Effectivement, nous sommes exposés à des petites doses de plusieurs pesticides différents. Comme vous le dites, il est tout à fait possible que ces cocktails de produits interagissent entre eux. Malgré tout, la conclusion reste la même : manger des fruits et des légumes est bon pour la santé et les bénéfices dépassent les risques potentiels des pesticides qu’ils contiennent.
Que fait-on lorsque les pesticides utilisés en agriculture bio sont plus néfastes que ceux utilisés en agriculture traditionnelle? Je pense entre autres ici au sulfate de cuivre, qui est beaucoup plus toxique que le glyphosate. De plus, l’épandage de pesticides/herbicides bio doit souvent être fait plus souvent et en plus grandes quantités que les pesticides/herbicides traditionnels.
Serait-il possible pour vous de me donner des références par rapport à ce que vous avancez? En ce qui concerne la fréquence des épandages, je dois avouer ne pas être au courant. Cela étant dit, il reste que les fruits et légumes bio contiennent moins de traces de pesticides que ceux qui ne le sont pas. On le sait car ces données proviennent d’études où on a analysé la teneur en pesticides de ces produits, dans le but de les comparer.
Bonjour,
En fait, le principale problème des pesticides non organique mais chimiques, c’est la bioaccumulation. C’est à dire que ces produits vont se concentrer dans le fruits ou le légumes puis dans notre corps toute notre vie contrairement aux produits utilisés dans l’agriculture bio qui seront évacués par le corps.

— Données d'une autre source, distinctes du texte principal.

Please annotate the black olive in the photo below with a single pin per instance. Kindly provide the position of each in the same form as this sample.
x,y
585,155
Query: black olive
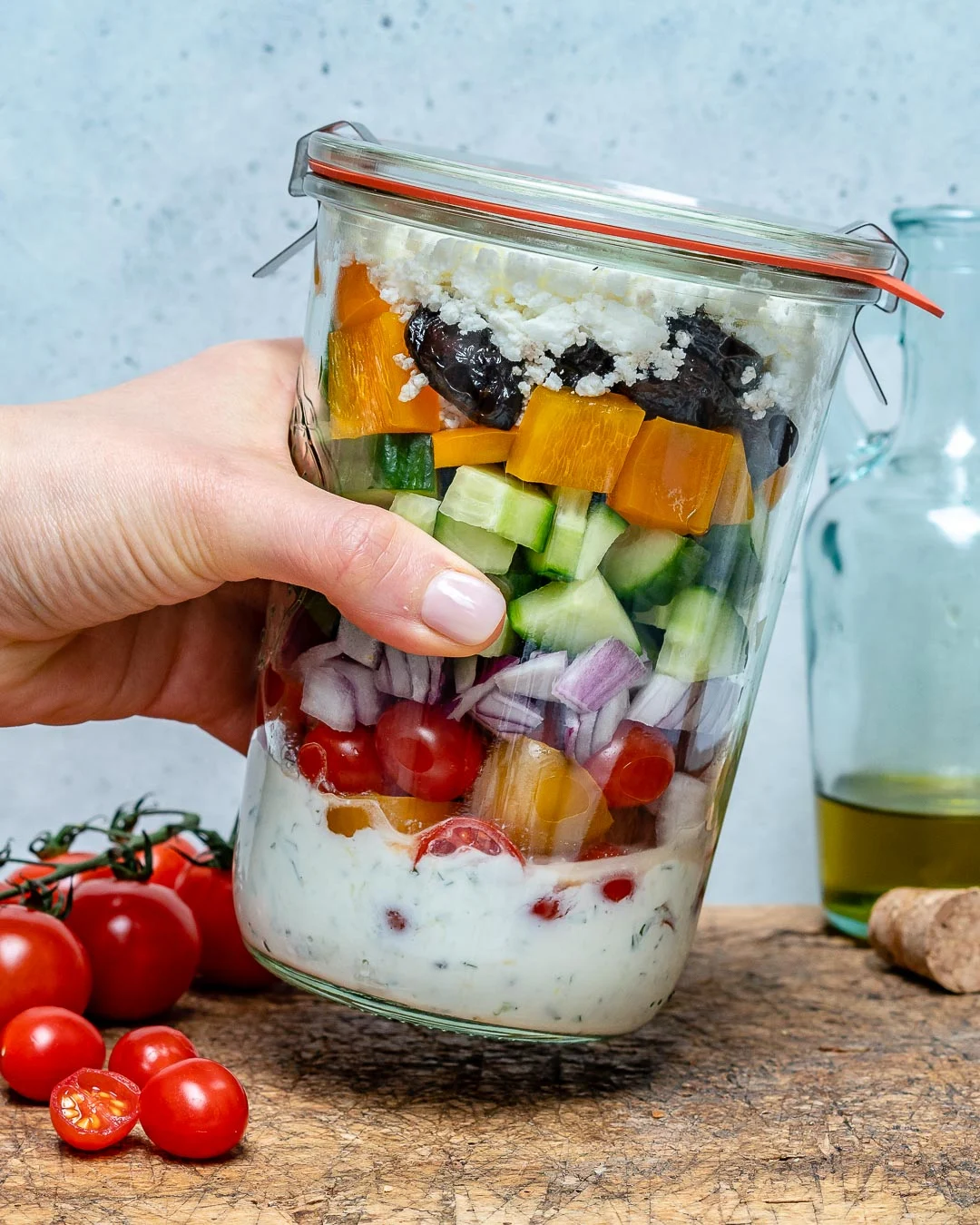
x,y
729,357
467,369
581,360
697,396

Après, rien ne vous empêche de bien nettoyer vos produits bio pour en enlever les potentiels résidus.
La bioaccumulation est notamment le principale problème lié au cocktail chimique, vu que ça génère une accumulation sur une longue durée.
Quelques liens :
Une enquête de cash investigation « Produits chimiques : nos enfants en danger » :
https://www.youtube.com/watch?v=bOSVKfmFusg
ETUDE DES RISQUES LIES A L’UTILISATION DES PESTICIDES ORGANOCHLORES ET IMPACT SUR L’ENVIRONNEMENT ET LA SANTE HUMAINE :
https://tel.archives-ouvertes.fr/tel-00330431/document
Article du journal Le Monde :
http://www.lemonde.fr/planete/article/2013/06/13/pesticides-les-preuves-du-danger-s-accumulent_3429549_3244.html
J’ajouterais ceci : https://antoineleblet.wordpress.com/2017/02/24/le-bio-cest-le-mal-vive-le-conventionnel/
Merci pour ces liens que je consulterai.
Bonne journée,
Je crois qu’il est important d’éviter de manger des pesticides. Malheureusement, la majorité des gens ignorent qu’il existe des pesticides néfastent dans la certification BIO. Ce sont, en fait, des pesticides non-sélectifs, ce qui veut dire que ce pesticide peut tuer les insectes sans préjudices (abeilles, insectes bénéfiques, amphibiens, etc). Étant maraîchère moi-même, je crois que la meilleure chose est de demander à son fermier local s’il utilise des pesticides (même bio!!!).